What are the extra layers I’m seeing in the pre-trained model?

EDIT: After realizing I could just look at the keys (duh!), I see they are for running mean and variance computations. That being said, why are there 4 extra and not 2?

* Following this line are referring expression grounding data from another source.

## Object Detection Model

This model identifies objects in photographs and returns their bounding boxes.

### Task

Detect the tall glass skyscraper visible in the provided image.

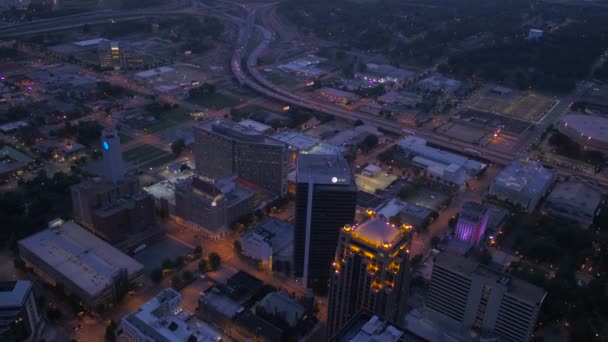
[294,153,357,290]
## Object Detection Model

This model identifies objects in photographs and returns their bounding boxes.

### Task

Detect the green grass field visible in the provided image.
[140,154,178,169]
[189,93,241,109]
[145,108,191,133]
[123,145,171,165]
[118,132,133,143]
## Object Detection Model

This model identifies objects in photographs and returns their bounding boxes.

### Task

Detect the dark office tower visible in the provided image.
[193,119,289,196]
[101,128,125,184]
[327,220,412,337]
[294,153,357,290]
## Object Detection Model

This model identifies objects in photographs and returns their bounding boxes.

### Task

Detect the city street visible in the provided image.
[410,164,502,257]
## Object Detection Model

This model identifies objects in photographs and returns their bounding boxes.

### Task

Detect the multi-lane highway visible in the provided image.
[228,6,515,165]
[226,4,608,190]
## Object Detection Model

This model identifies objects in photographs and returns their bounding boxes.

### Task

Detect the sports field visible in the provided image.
[469,91,555,123]
[122,144,175,168]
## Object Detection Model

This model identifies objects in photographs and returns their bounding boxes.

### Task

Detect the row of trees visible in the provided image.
[548,131,605,165]
[50,120,103,147]
[150,246,207,284]
[504,211,608,340]
[1,170,82,247]
[439,12,608,92]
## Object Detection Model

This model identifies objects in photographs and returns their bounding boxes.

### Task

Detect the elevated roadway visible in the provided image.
[230,8,513,165]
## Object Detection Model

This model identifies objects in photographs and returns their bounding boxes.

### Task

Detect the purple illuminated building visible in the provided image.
[455,202,489,247]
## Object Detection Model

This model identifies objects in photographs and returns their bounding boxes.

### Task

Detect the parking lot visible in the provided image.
[134,236,194,273]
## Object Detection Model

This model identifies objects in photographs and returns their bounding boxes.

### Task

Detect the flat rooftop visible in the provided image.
[0,120,29,133]
[435,253,546,304]
[355,172,398,193]
[296,153,354,186]
[365,63,416,79]
[349,219,409,249]
[124,288,223,342]
[272,131,318,150]
[18,221,143,299]
[242,218,293,249]
[0,281,32,307]
[333,311,426,342]
[0,145,32,174]
[561,114,608,144]
[74,38,108,47]
[143,171,195,205]
[197,119,284,146]
[356,190,385,209]
[237,119,272,133]
[135,66,175,79]
[399,137,486,173]
[547,181,603,211]
[199,290,244,318]
[376,198,433,220]
[459,201,488,222]
[493,156,555,194]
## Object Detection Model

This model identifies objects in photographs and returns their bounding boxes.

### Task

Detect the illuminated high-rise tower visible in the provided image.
[101,128,124,184]
[455,202,489,247]
[327,219,412,337]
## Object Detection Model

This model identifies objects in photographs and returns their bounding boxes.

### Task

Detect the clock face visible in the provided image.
[103,141,109,150]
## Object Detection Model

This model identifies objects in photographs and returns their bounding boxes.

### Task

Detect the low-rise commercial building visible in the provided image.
[377,91,422,108]
[175,176,254,238]
[416,74,462,93]
[316,87,360,104]
[277,55,327,78]
[399,137,486,174]
[331,310,426,342]
[240,218,293,271]
[489,156,556,211]
[18,220,144,308]
[399,137,486,186]
[355,64,416,87]
[544,181,602,227]
[375,198,436,229]
[558,114,608,153]
[0,145,32,177]
[256,290,307,328]
[120,288,223,342]
[272,131,342,168]
[0,281,45,342]
[327,124,384,148]
[0,121,29,135]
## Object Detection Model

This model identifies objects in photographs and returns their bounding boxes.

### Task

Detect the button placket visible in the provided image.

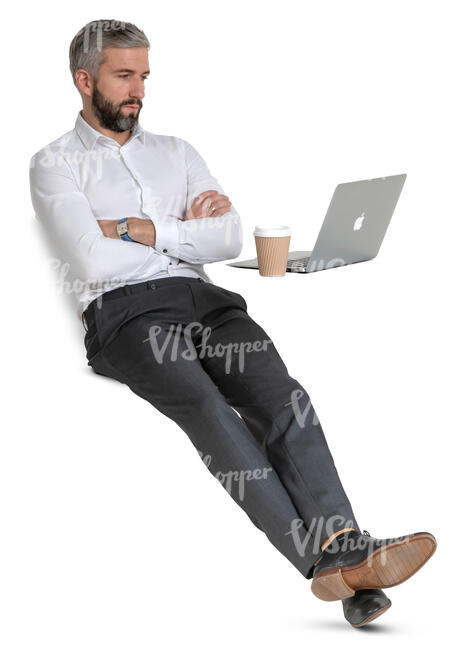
[120,149,145,210]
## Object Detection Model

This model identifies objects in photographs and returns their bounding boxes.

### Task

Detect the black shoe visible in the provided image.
[342,588,392,627]
[311,528,436,602]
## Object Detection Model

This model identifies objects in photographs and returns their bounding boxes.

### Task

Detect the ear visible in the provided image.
[75,69,93,97]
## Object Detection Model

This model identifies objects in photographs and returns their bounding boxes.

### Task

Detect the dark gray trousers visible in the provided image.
[82,276,361,579]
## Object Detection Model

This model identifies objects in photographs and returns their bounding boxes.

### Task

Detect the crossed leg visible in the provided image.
[196,308,362,574]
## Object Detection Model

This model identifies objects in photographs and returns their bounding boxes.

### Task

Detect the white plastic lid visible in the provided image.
[253,224,291,237]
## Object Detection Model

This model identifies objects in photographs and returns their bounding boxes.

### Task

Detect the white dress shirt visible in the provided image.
[29,111,243,321]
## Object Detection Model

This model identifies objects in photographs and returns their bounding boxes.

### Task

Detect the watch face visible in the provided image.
[118,221,128,236]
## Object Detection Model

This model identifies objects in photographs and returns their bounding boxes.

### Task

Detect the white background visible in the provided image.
[2,0,458,646]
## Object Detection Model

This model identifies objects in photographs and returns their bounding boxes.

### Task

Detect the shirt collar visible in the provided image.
[75,110,145,150]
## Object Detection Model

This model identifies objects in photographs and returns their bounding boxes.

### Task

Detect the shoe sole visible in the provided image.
[351,601,392,628]
[311,532,436,601]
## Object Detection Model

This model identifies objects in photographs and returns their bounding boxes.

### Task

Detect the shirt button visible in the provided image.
[163,248,168,253]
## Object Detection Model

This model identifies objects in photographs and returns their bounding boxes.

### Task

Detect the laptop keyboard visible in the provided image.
[287,257,310,268]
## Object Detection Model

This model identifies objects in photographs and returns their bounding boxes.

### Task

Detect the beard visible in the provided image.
[91,83,142,132]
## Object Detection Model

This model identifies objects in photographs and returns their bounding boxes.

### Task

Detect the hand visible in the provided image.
[184,190,232,221]
[97,218,156,246]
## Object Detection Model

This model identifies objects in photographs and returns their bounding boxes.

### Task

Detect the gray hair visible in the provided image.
[69,19,150,90]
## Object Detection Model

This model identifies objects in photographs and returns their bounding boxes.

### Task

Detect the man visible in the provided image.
[29,19,436,628]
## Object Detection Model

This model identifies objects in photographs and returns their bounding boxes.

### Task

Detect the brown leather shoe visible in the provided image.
[311,529,437,601]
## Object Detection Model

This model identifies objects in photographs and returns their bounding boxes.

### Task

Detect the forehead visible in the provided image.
[101,47,149,70]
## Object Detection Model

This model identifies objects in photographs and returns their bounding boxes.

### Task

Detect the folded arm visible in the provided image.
[107,189,235,263]
[126,140,243,264]
[29,152,154,286]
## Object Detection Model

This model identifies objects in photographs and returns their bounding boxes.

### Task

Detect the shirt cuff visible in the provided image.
[153,216,180,257]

batchnorm weight, batchnorm bias, batchnorm running_mean, batchnorm running_std
(batchnorm has an affine transform by default)

Then, why is it 5 extra weights, not 4? As far, as I understand, we don’t need bias in conv layer if the batch normalization layer follows immediately after convolution (just because bias in conv will be absorbed by the running_mean).

5 extra weights = 4 batchnorm weights + 1 conv bias.

Yes, you can disable conv bias by passing Conv2d(…, bias=False) in constructor.